Mortgage comparison Switzerland 2026: fixed-rate mortgage, SARON, variable

The Swiss mortgage market consists of three main variants: fixed-rate mortgage (fixed interest rate for a term of 2-15 years), SARON mortgage (variable, linked to the Swiss reference interest rate) and variable mortgage (old term — today usually a SARON mortgage). Current market rates are 0.65-1.10 % for SARON and 1.55-1.65 % for 5-10-year fixed-rate mortgages. This guide compares all variants directly, including advantages and disadvantages, mixed strategies and recommendations for different buyer groups.

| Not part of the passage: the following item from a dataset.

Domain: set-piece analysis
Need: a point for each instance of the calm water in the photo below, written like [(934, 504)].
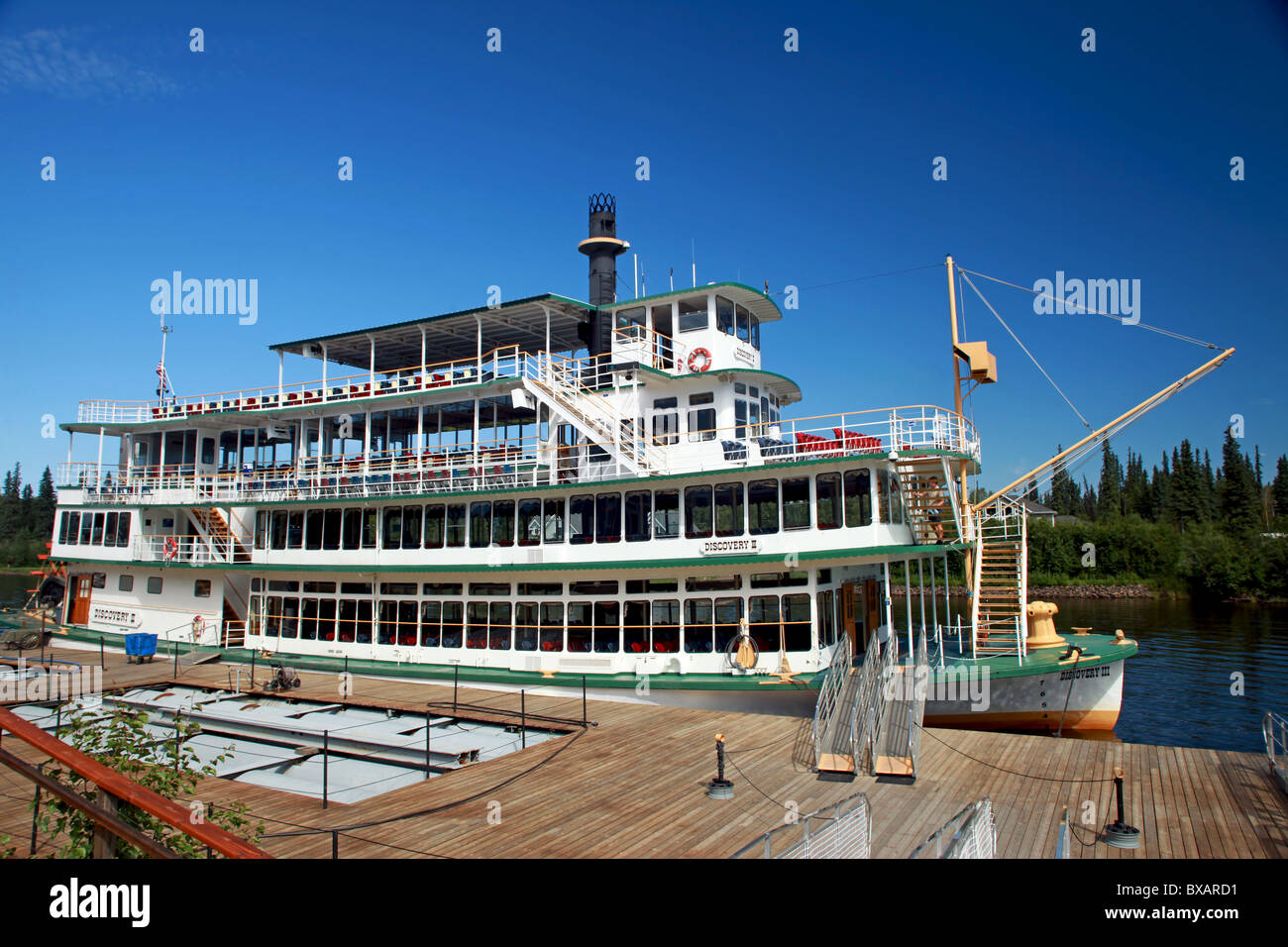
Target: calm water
[(1177, 689)]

What types of mortgage are there?

Three main variants: 1) Fixed-rate mortgage — fixed interest rate for the selected term (2/5/10/15 years), maximum planning certainty. 2) SARON mortgage — variable interest rate, linked to the Swiss reference interest rate, adjusted quarterly, cancellable at any time. 3) Variable mortgage — historically a separate type, today usually a renamed SARON mortgage. Banks often offer combinations (tranche model): splitting the total mortgage into 2-3 mixed variants.

Fixed-rate mortgage: advantages and disadvantages

Advantages: Complete planning certainty over the term (typically 5-10 years), protection against interest rate rises, simple budgeting. Disadvantages: Higher interest rates than SARON in normal market phases (premium of 50-80 basis points), strict cancellation restrictions — early termination often triggers an early repayment penalty of several thousand francs, no benefit from interest rate cuts. Suitable for first-time buyers and conservative profiles.

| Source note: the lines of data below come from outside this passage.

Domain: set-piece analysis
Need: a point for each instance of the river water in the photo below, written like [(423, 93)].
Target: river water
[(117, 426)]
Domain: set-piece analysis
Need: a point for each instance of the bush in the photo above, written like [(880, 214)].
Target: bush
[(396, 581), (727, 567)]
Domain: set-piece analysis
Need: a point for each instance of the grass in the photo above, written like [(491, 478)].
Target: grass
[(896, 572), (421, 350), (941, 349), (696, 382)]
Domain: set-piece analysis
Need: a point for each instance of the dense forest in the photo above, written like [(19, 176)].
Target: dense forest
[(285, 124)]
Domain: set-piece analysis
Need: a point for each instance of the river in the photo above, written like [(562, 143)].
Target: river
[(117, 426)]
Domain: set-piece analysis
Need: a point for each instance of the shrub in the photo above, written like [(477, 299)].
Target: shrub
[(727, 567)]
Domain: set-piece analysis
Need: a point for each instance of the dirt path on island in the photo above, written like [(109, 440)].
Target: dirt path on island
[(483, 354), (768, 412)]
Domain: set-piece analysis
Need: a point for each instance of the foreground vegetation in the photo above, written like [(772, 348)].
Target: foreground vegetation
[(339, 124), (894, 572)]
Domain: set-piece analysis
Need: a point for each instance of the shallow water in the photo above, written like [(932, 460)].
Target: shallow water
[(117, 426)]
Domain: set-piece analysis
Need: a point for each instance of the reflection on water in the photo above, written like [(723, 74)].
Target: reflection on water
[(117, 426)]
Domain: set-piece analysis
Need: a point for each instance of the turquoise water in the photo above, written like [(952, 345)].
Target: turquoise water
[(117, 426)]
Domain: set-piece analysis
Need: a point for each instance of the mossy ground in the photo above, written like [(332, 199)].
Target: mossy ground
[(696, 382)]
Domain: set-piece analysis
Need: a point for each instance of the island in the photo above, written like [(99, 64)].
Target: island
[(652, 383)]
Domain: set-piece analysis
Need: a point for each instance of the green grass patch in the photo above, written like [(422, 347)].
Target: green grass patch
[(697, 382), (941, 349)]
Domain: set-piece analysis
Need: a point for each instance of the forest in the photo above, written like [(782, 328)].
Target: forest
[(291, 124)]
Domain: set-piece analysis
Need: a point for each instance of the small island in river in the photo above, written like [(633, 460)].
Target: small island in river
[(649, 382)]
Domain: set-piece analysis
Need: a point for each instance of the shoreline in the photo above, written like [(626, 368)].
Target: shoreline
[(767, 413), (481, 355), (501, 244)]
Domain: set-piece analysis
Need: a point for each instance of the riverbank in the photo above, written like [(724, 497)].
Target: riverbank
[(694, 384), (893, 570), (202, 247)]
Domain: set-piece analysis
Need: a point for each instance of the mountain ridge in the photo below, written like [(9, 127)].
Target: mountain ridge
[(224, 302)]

SARON mortgage: advantages and disadvantages

Advantages: Lower interest rate in most market phases (historically cheaper than a fixed-rate mortgage in 80-90 % of years), maximum flexibility (3-6 months' notice), benefits directly from SNB rate cuts, no interest adjustment risk when refinancing. Disadvantages: Full exposure to interest rate rises, quarterly fluctuations make budgeting more difficult, psychological stress in volatile market phases, need for a liquidity reserve.

How do I choose the right variant?

Four criteria are decisive: risk tolerance (fixed-rate mortgage for low tolerance), investment horizon (fixed-rate mortgage for 10+ years, SARON for a shorter horizon), liquidity (SARON requires a CHF 30'000-50'000 reserve for interest rate shocks), market phase (SARON is more worthwhile when yield curves are steep). A 50/50 mixed strategy is the most commonly chosen option: 50 % SARON for flexibility and interest advantages, 50 % 10-year fixed for security.

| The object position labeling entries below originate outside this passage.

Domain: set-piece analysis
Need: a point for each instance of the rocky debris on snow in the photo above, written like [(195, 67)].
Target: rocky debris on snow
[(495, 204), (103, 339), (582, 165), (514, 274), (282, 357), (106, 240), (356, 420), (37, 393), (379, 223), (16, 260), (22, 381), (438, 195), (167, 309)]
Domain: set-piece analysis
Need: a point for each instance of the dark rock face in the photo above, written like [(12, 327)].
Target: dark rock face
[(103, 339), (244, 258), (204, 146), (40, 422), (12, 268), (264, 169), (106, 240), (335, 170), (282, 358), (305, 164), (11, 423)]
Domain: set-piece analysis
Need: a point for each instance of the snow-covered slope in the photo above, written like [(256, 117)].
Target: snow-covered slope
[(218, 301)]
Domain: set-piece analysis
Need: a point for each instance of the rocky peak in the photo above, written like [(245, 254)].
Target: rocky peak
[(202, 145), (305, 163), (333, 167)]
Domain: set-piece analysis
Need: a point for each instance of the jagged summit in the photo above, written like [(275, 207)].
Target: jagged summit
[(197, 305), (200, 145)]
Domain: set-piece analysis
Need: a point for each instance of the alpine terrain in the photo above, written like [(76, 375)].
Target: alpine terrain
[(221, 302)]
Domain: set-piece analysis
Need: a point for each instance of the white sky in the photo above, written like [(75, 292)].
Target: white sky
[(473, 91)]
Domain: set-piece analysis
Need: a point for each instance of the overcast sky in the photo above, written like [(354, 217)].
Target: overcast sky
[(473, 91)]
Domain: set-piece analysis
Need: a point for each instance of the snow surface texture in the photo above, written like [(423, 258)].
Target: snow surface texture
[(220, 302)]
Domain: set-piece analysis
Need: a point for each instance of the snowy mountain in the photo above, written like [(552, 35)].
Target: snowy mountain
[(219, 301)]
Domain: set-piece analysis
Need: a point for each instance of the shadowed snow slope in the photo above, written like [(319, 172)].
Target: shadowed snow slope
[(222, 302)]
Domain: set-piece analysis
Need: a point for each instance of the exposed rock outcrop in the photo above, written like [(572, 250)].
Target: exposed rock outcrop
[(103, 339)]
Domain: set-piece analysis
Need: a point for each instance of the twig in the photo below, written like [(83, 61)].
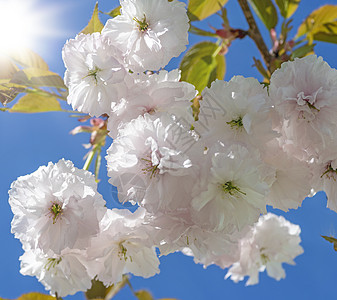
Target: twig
[(255, 34)]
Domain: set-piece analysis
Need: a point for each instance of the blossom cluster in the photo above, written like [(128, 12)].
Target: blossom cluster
[(201, 187)]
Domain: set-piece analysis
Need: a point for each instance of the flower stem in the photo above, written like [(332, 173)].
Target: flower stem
[(89, 159)]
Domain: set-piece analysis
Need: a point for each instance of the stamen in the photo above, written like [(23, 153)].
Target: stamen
[(150, 168), (231, 189), (93, 73), (142, 24), (52, 263), (56, 211), (236, 123)]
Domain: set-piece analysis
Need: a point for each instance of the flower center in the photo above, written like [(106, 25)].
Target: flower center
[(236, 123), (56, 211), (93, 73), (122, 252), (150, 168), (142, 24), (330, 172), (231, 189), (52, 263), (264, 258)]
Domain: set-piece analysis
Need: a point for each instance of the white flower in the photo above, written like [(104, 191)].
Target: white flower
[(95, 74), (56, 207), (123, 246), (325, 175), (154, 94), (304, 93), (149, 32), (232, 190), (272, 241), (292, 179), (176, 231), (237, 111), (64, 274), (149, 163)]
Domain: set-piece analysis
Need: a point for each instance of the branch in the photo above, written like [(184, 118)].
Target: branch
[(254, 33)]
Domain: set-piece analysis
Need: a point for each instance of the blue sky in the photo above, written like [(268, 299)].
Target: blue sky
[(28, 141)]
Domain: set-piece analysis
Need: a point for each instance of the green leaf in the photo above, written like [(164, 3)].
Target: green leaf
[(319, 21), (199, 31), (327, 33), (8, 91), (115, 12), (303, 50), (99, 291), (94, 25), (115, 288), (287, 7), (34, 296), (266, 11), (33, 103), (331, 240), (201, 9), (28, 58), (143, 295), (202, 64)]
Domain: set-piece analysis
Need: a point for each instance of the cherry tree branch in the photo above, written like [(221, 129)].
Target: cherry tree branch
[(254, 33)]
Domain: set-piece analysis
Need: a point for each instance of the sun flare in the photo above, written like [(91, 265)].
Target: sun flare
[(22, 23)]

What does a mortgage really cost?

In addition to the nominal interest rate, there are further costs: processing fees (CHF 250-1'500 depending on the bank), valuation fees for the property (CHF 500-1'500), notarisation of the mortgage guarantees (0.1-0.3 % of the mortgage amount), land register fees (CHF 200-500). For a CHF 800'000 mortgage, this amounts to CHF 2'500-6'000 in one-off costs. On renewal, there are normally no additional fees.

Which strategy suits 2026?

At current rates (SARON ~0.85 %, 10-year fixed ~1.65 %), the difference is historically small — SARON's interest advantage is limited. Recommendation for 2026: a 50/50 tranche mix or a pure 10-year fixed-rate mortgage for maximum security. For those speculating on rate cuts: SARON. Forward mortgages (fixing the interest rate today for payout in 6-24 months) are currently recommended for upcoming property purchases or renewals.